Brunswick (Géorgie, États-Unis), février 2020. Ahmaud Arbery fait son footing dans un quartier résidentiel. Pour le voisinage blanc, ce jeune homme noir qui court est suspect. Traqué, il sera tué à bout portant, à l’âge de 25 ans.
La loi et l’ordre racial retrace l’histoire de ce crime et de ses procès, qui ont failli ne pas se tenir, n’étaient les vidéos prises par les assaillants eux-mêmes. David Diallo montre, à travers cette affaire à rebondissements, de son classement comme « homicide justifié » jusqu’aux multiples condamnations des meurtriers, tous les obstacles qui ont dû être surmontés avant que la justice ne soit rendue.
Il décrypte l’imaginaire raciste et suprémaciste blanc qui rend possible de tels actes et le sentiment d’impunité de leurs auteurs, à travers une généalogie richement documentée des dispositions juridiques qui encadrent, ou plutôt encouragent, aussi bien le port d’armes, la « légitime défense » dans une acception extraordinairement étendue, que l’« arrestation citoyenne », terreau des abus de justiciers autoproclamés et de la persistance des meurtres par lynchage.
Les lois et la jurisprudence qui les favorisent, de même que la large exclusion des Africains-Américains des jurys, sont ancrées dans une histoire judiciaire et culturelle de discriminations de fait, voire de droit, issue des périodes esclavagiste et ségrégationniste, perpétuant une violence dont les personnes noires restent proportionnellement les principales victimes.

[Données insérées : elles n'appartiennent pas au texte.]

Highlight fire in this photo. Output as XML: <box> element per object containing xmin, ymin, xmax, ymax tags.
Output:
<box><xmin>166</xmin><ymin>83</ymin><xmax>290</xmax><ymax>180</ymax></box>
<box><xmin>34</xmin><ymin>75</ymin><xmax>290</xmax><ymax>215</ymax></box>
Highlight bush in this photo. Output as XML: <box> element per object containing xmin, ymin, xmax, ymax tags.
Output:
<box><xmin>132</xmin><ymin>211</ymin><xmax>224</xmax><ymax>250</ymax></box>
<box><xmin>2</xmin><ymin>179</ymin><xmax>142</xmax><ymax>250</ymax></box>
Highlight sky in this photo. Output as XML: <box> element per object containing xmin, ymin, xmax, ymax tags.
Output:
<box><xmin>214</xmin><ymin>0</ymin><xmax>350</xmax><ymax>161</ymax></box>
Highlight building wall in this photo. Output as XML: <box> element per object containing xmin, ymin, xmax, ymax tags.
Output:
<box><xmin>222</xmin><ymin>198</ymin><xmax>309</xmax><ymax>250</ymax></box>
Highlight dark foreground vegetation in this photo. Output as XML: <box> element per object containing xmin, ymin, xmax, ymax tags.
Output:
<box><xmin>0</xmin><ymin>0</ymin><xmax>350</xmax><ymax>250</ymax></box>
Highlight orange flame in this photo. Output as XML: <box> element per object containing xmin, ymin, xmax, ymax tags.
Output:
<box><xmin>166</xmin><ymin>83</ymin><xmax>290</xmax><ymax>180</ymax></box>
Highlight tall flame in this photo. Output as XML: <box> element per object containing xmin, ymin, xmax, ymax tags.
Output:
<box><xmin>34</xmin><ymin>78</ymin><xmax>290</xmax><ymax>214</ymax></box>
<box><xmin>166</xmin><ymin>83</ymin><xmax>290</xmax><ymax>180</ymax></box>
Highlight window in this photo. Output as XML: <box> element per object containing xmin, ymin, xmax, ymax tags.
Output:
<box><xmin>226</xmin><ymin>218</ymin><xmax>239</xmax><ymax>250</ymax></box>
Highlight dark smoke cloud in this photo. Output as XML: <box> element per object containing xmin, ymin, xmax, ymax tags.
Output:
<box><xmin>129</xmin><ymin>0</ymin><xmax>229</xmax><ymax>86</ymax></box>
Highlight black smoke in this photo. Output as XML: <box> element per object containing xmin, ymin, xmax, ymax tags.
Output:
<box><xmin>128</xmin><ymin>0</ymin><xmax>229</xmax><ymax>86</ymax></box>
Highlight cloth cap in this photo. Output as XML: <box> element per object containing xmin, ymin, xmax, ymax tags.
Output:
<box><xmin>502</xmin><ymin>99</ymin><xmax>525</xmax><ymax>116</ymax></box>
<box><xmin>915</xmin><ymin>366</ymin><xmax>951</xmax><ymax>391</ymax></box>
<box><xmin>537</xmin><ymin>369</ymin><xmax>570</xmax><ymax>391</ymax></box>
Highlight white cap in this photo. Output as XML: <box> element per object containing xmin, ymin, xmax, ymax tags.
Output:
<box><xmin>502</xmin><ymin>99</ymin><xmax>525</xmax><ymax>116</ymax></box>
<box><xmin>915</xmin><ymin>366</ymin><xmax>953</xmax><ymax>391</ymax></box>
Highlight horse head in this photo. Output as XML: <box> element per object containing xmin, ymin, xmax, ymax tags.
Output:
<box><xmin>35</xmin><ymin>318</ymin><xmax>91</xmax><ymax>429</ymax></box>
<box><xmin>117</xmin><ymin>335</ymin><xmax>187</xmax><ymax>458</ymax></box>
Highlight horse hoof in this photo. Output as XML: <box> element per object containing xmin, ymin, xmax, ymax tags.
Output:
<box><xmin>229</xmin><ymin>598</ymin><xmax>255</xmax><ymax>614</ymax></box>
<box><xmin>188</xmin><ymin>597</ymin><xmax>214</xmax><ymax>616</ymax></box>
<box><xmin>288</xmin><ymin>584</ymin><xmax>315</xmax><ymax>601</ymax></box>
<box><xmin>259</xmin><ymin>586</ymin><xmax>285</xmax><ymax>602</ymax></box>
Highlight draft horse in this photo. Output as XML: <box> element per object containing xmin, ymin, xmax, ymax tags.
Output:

Ce livre propose donc de détailler le constat dressé par Martin Luther King Jr., Malcom X, Fred Hampton, Angela Davis et bien d’autres figures emblématiques du combat pour l’égalité des droits dont le mouvement Black Lives Matter est le dernier représentant en date, à savoir que le système de représentations du Noir comme menace dans la société américaine (pour la femme blanche, pour la classe ouvrière blanche, pour une préséance blanche et ses intérêts de classe, de genre…) a, dans un premier temps, infecté un imaginaire national.
Un imaginaire au cœur duquel est solidement gravée la croyance que la valeur d’un Noir serait moindre que celle d’un Blanc, qu’un Noir serait « naturellement » moins doué et moins méritant qu’un Blanc, que ces différences justifient son contrôle, son asservissement, sa répression par le lynchage, son exclusion du droit, son incarcération et sa persécution.